Porting a large existing legacy code to a modern HPC platform, and developing a new simulation code, are two different tasks that may be benefit from a high-level programming model, which abstracts the low-level hardware details.
This training presents existing high-level programming solutions that can preserve at best as possible performance, maintainability and portability across the vast diversity of modern hardware architectures (multicore CPU, manycore, GPU, ARM, ..) and software development productivity.

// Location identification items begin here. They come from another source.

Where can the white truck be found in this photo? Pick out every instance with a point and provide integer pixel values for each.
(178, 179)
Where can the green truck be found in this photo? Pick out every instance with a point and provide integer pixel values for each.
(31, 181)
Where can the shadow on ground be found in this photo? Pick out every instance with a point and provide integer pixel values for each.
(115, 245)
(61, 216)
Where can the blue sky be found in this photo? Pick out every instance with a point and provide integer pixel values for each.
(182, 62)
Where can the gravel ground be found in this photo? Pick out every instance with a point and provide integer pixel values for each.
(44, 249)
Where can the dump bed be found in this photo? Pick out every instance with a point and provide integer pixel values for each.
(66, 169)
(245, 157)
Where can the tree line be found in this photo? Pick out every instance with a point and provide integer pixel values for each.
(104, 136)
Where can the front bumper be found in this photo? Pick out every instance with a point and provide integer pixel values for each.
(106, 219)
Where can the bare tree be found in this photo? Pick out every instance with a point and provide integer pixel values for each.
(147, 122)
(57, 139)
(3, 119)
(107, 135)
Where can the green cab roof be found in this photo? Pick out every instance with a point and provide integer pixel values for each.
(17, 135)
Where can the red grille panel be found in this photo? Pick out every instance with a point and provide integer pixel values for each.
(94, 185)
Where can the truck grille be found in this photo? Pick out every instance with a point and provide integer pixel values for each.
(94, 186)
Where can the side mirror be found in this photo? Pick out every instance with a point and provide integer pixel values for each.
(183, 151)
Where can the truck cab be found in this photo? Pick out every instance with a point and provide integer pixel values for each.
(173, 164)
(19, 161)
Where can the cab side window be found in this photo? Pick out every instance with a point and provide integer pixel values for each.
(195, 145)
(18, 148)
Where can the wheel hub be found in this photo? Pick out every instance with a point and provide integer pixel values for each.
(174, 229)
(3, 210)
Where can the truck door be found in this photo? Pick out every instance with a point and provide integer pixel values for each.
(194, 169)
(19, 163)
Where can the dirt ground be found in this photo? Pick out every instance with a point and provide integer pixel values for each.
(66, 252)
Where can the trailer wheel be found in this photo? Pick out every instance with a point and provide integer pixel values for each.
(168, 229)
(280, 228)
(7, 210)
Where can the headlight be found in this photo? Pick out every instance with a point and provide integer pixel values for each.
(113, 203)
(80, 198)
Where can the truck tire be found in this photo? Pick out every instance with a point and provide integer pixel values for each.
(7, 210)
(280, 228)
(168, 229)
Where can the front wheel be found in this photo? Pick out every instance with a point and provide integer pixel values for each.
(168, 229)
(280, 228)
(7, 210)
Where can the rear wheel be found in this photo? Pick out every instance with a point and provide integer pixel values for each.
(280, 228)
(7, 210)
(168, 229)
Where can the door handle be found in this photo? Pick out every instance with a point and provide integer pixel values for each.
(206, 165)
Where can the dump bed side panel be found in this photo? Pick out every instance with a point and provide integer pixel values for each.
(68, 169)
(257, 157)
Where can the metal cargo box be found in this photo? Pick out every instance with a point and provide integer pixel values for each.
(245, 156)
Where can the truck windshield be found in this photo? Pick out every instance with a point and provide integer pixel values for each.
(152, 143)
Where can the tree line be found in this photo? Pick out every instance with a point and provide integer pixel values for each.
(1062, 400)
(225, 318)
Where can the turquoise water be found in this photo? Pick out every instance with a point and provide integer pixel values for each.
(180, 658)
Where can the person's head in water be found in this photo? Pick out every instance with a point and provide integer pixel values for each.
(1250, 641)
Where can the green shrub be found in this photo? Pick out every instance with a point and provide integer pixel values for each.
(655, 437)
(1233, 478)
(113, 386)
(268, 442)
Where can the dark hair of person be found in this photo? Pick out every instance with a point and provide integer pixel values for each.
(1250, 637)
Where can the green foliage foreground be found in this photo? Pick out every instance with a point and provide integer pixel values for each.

We will provide an introduction to the high-level C++ programming model Kokkos https://github.com/kokkos, and show basic code examples to illustrate the following concepts through hands-on sessions:
- hardware portability: design an algorithm once and let the Kokkos back-end (OpenMP, CUDA, ...) actually derive an efficient low-level implementation;
- efficient architecture-aware memory containers: what is a Kokkos::view;
- revisit fundamental parallel patterns with Kokkos: parallel for, reduce, scan, ... ;
- explore some mini-applications.
Several detailed examples in C/C++/Fortran will be used in hands-on session on the high-end hardware platform Jean Zay (http://www.idris.fr/jean-zay/), equipped with Nvidia Tesla V100 GPUs.
Some basic knowledge of the CUDA programming model and of C++.